Wells returned to pupil-teach for Horace Byatt in 1881. In the 1882 Calendar, though, he still doesn’t appear in the student lists. In the master lists, Byatt isn’t listed as sending students. Morley didn’t either. Milne did, and was a member but had no asterisk.
In 1884, still no Wells in pupil lists, no Morley (retired?), but both Byatt (no asterisk) and Milne (with an asterisk now, so Henley House School was now tied to the College) appear to have tested students. It was in May of 1884 that Wells said he passed a bunch of exams with A’s and applied to the Education Department to be a “teacher in training” at South Kensington. So these must not have been College of Preceptors exams? He would have been taking them for Byatt, so I can’t figure out why he isn’t in the Calendar.
I also begin to wonder whether Wells was the reason Byatt got into the whole testing thing in the first place.
Since two volumes were missing, I requested two more: 1890 and 1891. These volumes were much larger. In the one for 1890, Wells appears under “Licentiates who are not members of the College” for an exam at “Xmas 1889” (interesting how long we’ve been using the abbreviation). And Byatt is still testing students.
Then in 1891, Wells is there for real: on the Licentiates list as a life-time member (apparently Milne nominated him) as of “L. Day” (Labor Day?)* 1890, with his Bachelor of Science and his Fellow of the Zoological Society, and his address on Fitzroy Road in London. He’s listed in the Prizes at Diploma Exams (Xmas 1889):
I need to find his thesis in the Theory and Practice of Education, which was apparently on Froebel.
So back to the Rare Books room, for more discoveries. The catalog really hadn’t given me a clue as to what I’d get to look at. In addition to Briggs’ tome on copyright (I seem to recall him having been sued for reprinting examinations for his study books), were two slim green volumes. One was “Science Biology Papers” (1889) by the University Correspondence College. It had a 32 page prospectus and ads at the beginning. Then came questions from the University of London exams from years before. Given the date, it’s possible that Wells wrote the solutions to the General Biology section, but it didn’t say so (likely because he didn’t have his degree yet). I loved the practical questions on the exam, which had to be taken in a laboratory: “Open the Earthworm provided…”

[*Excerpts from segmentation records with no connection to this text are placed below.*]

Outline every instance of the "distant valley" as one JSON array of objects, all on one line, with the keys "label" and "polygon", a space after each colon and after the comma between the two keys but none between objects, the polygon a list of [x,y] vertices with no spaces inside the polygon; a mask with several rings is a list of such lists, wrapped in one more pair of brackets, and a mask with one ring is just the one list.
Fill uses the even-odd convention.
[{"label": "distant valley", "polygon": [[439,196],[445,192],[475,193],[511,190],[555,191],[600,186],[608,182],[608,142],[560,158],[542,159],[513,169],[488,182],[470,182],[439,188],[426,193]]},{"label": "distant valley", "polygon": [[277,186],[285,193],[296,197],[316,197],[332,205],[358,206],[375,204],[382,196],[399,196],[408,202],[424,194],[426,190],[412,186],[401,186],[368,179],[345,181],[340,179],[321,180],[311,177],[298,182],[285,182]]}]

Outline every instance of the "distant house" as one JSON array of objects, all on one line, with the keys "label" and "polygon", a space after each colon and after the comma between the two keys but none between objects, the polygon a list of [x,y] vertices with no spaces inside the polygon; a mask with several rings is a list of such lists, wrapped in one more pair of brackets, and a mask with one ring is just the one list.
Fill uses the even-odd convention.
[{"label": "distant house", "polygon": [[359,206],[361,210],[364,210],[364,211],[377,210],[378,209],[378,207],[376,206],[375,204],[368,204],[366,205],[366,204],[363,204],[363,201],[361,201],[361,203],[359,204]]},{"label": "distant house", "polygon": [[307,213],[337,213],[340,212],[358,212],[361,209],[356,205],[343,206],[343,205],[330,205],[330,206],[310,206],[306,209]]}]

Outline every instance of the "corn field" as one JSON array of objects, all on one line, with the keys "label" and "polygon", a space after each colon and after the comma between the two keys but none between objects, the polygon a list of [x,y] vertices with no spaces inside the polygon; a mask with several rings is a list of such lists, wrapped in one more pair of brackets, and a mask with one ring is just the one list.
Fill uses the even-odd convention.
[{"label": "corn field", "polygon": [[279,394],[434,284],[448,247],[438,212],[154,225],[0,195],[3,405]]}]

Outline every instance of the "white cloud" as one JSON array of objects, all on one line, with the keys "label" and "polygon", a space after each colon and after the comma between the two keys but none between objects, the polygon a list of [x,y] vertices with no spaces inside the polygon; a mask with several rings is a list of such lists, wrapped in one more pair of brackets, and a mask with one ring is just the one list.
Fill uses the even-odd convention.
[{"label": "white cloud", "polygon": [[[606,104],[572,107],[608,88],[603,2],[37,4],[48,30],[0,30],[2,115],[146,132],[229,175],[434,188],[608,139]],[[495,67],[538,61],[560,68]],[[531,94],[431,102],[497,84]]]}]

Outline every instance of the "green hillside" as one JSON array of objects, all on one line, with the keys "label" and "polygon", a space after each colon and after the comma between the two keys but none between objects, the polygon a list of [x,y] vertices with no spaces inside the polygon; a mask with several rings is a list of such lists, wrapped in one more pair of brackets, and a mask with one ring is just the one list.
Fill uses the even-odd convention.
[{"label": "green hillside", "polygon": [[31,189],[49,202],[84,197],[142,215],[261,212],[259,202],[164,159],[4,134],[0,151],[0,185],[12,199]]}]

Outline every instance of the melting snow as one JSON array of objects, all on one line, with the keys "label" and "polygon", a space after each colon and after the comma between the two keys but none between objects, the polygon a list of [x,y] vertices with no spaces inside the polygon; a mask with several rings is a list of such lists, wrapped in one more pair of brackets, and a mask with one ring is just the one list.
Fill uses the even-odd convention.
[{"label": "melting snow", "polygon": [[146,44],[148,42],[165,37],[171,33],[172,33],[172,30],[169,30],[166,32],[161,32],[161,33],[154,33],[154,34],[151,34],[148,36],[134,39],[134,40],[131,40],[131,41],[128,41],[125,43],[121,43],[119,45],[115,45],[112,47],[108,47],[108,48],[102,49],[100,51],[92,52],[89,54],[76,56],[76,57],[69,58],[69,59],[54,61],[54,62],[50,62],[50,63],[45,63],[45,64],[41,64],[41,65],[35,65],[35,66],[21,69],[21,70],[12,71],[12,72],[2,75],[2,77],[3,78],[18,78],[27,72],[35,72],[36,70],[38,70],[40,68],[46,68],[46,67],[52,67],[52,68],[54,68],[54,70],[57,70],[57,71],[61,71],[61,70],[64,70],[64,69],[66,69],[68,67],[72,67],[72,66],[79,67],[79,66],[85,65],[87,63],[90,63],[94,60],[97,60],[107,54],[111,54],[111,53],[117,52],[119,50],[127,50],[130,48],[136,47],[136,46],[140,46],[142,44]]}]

But the other green book was even more remarkable, because it wasn’t just The Calendar 1892-3 of the University Correspondence College, like it said in the catalog. It was actually the London Intermediate Science and Preliminary Science Directory, and Wells is featured on the cover as writing some solutions:
It also had cool Calendar stuff, including a Principal’s (Briggs’) Report I need to go through. It also praised (with review) and recommended Wells’ textbook:
And there are pages of solutions where Wells is credited directly, and Volume II of his Text-book is mentioned as being in press.
So there are some nagging questions. What exams was Wells taking for Byatt? Preceptors exams? if so, why is he not on the pupil lists? I found great stuff, but I’m also confused.
*Note added 17 July – it’s not Labor Day, it’s Lady Day, the feast of the Annunciation, around spring equinox.